I wanted to hold on to the feeling of her hands firm and strong and steady around mine. I wanted to remember her ferocity, her desire, her faith. Before she could answer, I spoke again.

“You’re squeezing my hands really hard Mom,” I said so I wouldn’t forget.

“I know I’m squeezing your hands hard. I’m squeezing your hands hard,” she repeated.

“Yeah.” I affirmed, my voice soft and broken.

“But I love the hands anyway,” she said.

“I know you do Mom.”

“Well I’ll get your little hands out of out of out of claw claw claw cloggy anyway.”

I laughed through my tears.

“I hope I do,” she said, and laughed a little too. This was a gift. She rarely laughed any more, a “mask-like face” being one of the side effects of the drugs she was being given. I hated that. I missed her smile and her laugh.

“I hope you do too Mom,” I said.

“Well I hope you get a good good good good good gishy now.” She set her jaw the way she did, and tapped the back of my hand.

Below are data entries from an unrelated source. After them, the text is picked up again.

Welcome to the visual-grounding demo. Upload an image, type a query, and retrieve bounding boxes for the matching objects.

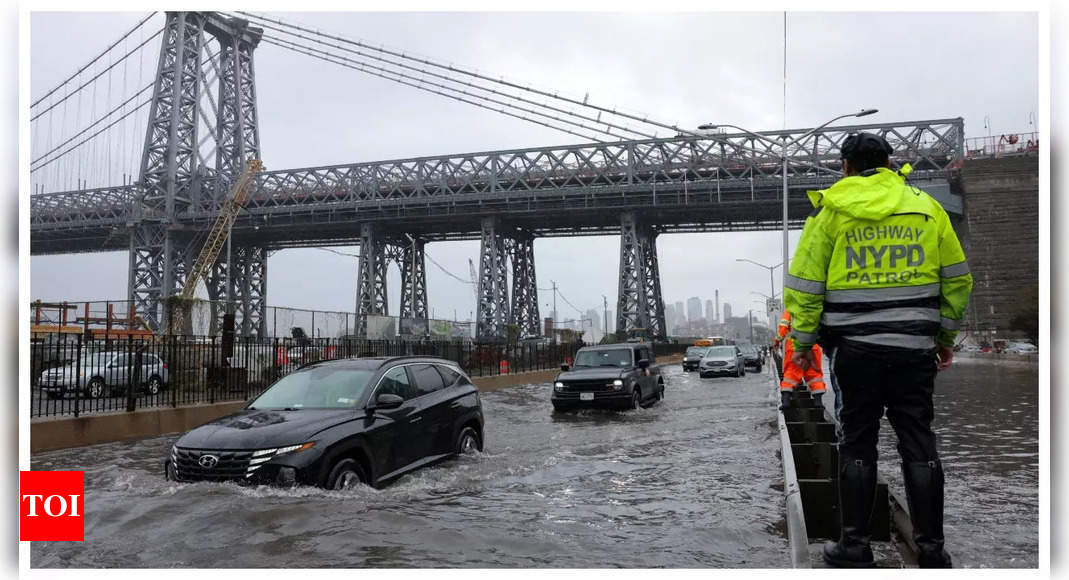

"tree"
[1009,284,1039,346]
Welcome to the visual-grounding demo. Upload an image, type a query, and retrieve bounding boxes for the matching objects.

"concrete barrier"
[30,356,682,453]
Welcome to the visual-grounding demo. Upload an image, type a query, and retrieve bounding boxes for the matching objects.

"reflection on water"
[32,365,790,567]
[880,359,1039,567]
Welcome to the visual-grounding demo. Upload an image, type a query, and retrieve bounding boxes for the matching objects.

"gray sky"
[30,12,1038,331]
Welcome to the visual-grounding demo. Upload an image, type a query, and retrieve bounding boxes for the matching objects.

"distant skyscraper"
[686,296,701,323]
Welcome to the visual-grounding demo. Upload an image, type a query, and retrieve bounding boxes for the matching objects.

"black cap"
[839,132,895,159]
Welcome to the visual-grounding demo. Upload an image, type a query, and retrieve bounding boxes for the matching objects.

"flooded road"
[880,358,1039,567]
[31,364,790,567]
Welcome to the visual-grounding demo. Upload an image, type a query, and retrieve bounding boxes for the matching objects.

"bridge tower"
[128,12,267,335]
[476,218,541,340]
[616,211,666,339]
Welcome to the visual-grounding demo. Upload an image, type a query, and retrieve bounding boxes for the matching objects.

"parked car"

“A good what?” I laughed again.

“A little gishy.” She tapped faster. “Gishy gishy gishy mummy mummy mummy,” she said.

“Mummy,” I echoed. I didn’t recall ever calling her mummy; although I may have as a small child. It’s what she called her own mother. She still did sometimes when she spoke of her. “Shall I get us some tea?” I asked.

“Get us some tea,” she replied. “That would be good. I want you to mess me a nice cup of tea.” She started to pat my hand again, fast and furious. “Okay my darling. Okay my sweetheart,” she said. She hadn’t called me darling or sweetheart in quite some time. Pat pat pat pat pat pat….ratatatatat. Ratatatatat. Ratatatatat. My arm was a percussion instrument.

“Would you like a cookie with it?” I knew the answer. But I asked the same question every day anyway.

“A cookie with it?” She looked at me, still holding my hands. “That would be nice my darling. That would be nice.”

And it was.

August 2015

Subscribe to my free updates here.

11 Comments

  1. Thank you for sharing that, Susan! It’s the small moments that can stay written on our hearts forever. I’m so sad for people who don’t visit or focus only on loss–they miss heart connection like this.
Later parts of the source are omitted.